Il tutto in un contesto dove le attività illecite più remunerative continuano ad essere il traffico di stupefacenti in particolare negli ultimi tempi quelle in arrivo dall’Albania, le estorsioni e i reati di natura predatoria, in particolar modo le rapine ai Tir ed ai portavalori.

Interessi in campi diversi, quindi, con una sorta di divisione in distretti: la mafia di Cerignola si occupa prevalentemente di rapine, assalti ai blindati; la così detta «mafia del Gargano» è dedita ad estorsioni e traffico di stupefacenti e gergalmente detta «mafia dei montanari» per via del territorio montuoso con due clan di spicco, i Libergolis e i Romito. Ed è proprio in questo contesto che sarebbe maturato l’agguato di San Marco in Lamis, che ha avuto come obiettivo Mario Luciano Romito, ritenuto uno degli esponenti di spicco del clan negli ultimi anni contrapposto ai Libergolis nella «faida del Gargano»: nonostante un tempo le famiglie fossero alleate.

Secondo quanto ricostruito in numerose inchieste giudiziarie nel corso degli anni, infatti, i Libergolis erano il braccio armato dello storico «clan dei Montanari», mentre i Romito gestivano i proventi degli affari illeciti e i rapporti con gli ambienti economici e politici. L’alleanza si è però rotta, per questioni di potere tra i vari componenti dei clan e di controllo del territorio, e una nuova guerra è cominciata.

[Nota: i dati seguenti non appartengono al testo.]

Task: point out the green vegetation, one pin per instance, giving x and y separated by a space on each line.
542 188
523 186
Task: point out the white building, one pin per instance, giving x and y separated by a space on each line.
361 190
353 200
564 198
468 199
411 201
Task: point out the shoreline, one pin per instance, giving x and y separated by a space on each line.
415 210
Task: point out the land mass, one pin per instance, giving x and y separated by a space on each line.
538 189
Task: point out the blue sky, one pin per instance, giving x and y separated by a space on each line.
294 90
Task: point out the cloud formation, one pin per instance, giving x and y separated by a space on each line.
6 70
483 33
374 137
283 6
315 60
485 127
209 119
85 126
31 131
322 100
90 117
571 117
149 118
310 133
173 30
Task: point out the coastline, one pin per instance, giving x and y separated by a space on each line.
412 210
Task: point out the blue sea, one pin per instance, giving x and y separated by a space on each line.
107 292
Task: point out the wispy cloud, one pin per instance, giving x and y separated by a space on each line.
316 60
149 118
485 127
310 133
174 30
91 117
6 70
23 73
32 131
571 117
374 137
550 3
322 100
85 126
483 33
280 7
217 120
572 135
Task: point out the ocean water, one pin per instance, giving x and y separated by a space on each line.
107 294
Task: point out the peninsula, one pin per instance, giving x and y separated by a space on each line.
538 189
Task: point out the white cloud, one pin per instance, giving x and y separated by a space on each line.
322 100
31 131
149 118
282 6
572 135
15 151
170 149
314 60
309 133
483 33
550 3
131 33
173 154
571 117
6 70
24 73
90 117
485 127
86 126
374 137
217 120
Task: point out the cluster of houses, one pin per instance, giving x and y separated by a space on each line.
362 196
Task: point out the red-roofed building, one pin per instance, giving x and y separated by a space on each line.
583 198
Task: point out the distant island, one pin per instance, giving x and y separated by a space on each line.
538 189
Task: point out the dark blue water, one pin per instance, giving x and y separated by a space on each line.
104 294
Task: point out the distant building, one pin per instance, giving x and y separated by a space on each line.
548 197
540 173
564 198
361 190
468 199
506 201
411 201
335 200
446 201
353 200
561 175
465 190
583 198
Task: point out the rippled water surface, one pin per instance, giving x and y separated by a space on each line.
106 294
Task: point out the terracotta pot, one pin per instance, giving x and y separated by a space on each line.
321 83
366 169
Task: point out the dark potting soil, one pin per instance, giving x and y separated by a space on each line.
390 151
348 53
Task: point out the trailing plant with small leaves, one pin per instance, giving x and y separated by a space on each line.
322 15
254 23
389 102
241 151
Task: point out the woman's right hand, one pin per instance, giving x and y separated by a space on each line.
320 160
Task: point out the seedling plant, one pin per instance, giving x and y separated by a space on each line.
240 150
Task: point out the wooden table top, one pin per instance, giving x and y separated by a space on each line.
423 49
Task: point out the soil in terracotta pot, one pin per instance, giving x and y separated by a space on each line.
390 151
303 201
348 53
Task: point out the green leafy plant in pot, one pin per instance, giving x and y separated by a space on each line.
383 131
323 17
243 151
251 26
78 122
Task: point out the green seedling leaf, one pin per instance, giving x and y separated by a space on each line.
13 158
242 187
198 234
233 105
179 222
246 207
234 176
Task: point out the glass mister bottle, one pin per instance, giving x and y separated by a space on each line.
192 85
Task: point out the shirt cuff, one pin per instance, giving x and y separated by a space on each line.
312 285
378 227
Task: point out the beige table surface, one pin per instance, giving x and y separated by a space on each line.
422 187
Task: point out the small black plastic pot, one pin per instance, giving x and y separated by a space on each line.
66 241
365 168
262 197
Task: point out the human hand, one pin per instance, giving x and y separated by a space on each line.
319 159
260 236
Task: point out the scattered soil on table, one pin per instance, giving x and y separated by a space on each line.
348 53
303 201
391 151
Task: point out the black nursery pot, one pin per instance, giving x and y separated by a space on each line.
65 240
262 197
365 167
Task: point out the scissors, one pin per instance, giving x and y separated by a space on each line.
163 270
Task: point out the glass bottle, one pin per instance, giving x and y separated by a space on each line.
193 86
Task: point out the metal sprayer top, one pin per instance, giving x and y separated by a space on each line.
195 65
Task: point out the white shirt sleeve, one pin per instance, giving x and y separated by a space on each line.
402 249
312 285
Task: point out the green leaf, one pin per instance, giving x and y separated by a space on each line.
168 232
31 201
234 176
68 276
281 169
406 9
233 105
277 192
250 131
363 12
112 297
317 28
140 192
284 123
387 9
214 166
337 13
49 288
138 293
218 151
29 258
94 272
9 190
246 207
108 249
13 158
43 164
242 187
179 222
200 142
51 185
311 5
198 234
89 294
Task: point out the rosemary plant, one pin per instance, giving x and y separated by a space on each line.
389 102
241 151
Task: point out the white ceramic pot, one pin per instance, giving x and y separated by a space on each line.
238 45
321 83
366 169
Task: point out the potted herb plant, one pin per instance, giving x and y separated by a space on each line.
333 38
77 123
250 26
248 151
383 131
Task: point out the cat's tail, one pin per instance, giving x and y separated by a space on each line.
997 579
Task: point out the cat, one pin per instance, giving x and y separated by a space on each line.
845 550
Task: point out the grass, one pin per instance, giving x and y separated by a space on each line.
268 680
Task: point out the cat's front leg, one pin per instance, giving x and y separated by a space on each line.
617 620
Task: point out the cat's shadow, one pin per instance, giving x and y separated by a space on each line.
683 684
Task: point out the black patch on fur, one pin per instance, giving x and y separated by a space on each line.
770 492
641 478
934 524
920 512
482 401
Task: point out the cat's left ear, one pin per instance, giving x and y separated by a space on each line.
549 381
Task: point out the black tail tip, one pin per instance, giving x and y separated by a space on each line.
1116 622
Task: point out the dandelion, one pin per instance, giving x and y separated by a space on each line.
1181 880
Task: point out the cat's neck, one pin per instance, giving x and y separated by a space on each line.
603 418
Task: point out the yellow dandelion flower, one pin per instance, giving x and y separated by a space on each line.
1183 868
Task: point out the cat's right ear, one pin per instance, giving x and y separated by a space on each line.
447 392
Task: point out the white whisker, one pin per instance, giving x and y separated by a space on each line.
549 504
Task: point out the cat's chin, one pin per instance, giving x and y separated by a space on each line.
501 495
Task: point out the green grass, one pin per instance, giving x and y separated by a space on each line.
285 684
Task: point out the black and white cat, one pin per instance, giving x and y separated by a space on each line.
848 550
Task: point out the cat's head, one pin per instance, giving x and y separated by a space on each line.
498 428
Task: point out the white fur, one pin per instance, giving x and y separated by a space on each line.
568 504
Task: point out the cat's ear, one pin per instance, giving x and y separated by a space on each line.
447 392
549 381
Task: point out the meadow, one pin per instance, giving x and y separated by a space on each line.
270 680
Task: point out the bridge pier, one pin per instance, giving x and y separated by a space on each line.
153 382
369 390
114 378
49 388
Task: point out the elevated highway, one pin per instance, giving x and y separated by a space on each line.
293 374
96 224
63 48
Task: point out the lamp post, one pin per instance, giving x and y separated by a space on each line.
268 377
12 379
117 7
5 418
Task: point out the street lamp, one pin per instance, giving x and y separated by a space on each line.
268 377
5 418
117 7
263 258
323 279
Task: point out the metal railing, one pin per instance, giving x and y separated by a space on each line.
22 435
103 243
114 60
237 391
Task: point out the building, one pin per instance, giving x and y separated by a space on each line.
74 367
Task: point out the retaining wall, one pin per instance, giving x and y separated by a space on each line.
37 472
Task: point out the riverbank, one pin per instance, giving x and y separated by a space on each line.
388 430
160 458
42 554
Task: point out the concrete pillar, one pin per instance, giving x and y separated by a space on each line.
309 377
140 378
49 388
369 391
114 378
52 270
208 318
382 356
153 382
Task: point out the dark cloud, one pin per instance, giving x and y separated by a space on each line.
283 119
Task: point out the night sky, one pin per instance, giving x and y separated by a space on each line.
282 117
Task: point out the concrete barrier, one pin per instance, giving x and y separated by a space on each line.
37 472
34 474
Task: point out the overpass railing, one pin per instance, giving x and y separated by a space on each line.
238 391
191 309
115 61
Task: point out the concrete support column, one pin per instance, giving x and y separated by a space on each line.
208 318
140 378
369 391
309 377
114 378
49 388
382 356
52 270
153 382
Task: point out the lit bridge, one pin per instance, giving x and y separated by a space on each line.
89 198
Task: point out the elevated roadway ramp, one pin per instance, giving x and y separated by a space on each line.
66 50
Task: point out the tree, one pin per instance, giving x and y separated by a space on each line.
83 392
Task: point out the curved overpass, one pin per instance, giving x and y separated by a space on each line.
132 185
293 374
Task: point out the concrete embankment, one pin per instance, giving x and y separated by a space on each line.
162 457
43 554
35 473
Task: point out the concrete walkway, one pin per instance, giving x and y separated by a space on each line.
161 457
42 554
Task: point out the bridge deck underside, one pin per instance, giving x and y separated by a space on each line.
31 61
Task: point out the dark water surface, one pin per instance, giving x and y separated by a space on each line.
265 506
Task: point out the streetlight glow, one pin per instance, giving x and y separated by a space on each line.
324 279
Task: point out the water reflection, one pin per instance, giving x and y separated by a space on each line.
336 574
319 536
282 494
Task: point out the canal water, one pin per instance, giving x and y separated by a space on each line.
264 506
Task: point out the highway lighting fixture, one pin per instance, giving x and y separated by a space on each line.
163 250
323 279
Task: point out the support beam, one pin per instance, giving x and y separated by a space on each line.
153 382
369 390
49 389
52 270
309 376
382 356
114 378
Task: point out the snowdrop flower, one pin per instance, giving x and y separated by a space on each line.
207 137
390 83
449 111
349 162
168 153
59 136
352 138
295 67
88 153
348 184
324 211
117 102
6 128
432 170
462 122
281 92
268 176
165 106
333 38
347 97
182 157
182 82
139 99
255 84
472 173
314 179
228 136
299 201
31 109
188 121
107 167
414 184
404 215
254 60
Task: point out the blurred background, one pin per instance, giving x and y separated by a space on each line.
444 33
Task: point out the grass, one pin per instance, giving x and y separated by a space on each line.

LA TERZA ORGANIZZAZIONE criminale, la più antica, è invece la cosiddetta «società foggiana», nata alla fine degli anni ’70 da una iniziativa del boss campano Cutulo, che tentò di unire i vari boss del foggiano: ma già allora, a conferma della frammentarietà e complessità del territorio, l’esperienza durò appena poche settimane, con i clan foggiani che si misero in proprio, da lì cominciando la loro attività fatta di estorsioni, traffico di stupefacenti e omicidi efferati.

A FARE DA CONTORNO, più che da sfondo, a tutto ciò, il dato più preoccupante: «un contesto ambientale omertoso e violento, con una sempre maggiore commistione tra criminalità comune e organizzata». Come conferma il Procuratore nazionale antimafia Roberti: «Nell’ultimo processo celebrato a Foggia, condotto dalla Procura distrettuale di Bari per una catena enorme di estorsioni, non si è registrata la partecipazione della società civile. Il Comune di Foggia non si è nemmeno costituito parte civile del processo e questo è un segnale estremamente negativo che va stigmatizzato».

DAL 28 APRILE AD OGGI ci sono stati 12 omicidi e una persona sparita nel Gargano: un morto ogni 6-7 giorni, «eppure in Italia nessuno lo sa», denuncia l’ex questore di Foggia Silvis, per il quale «è arrivato il momento che la gente sappia delle quarta mafia tanto sanguinaria quanto mancante di collaboratori di giustizia perché si ha paura di pagare con la vita la collaborazione». Una mafia, aggiunge Silvis, «che può crescere e diventare ancora più pericolosa».

Ad aprile scorso è stata aperta una sezione del Ros a Foggia che mancava, con la Procura distrettuale di Bari che continua ad offrire un supporto logistico alle indagini su tutto il Gargano.
Ma difficilmente tutto questo basterà.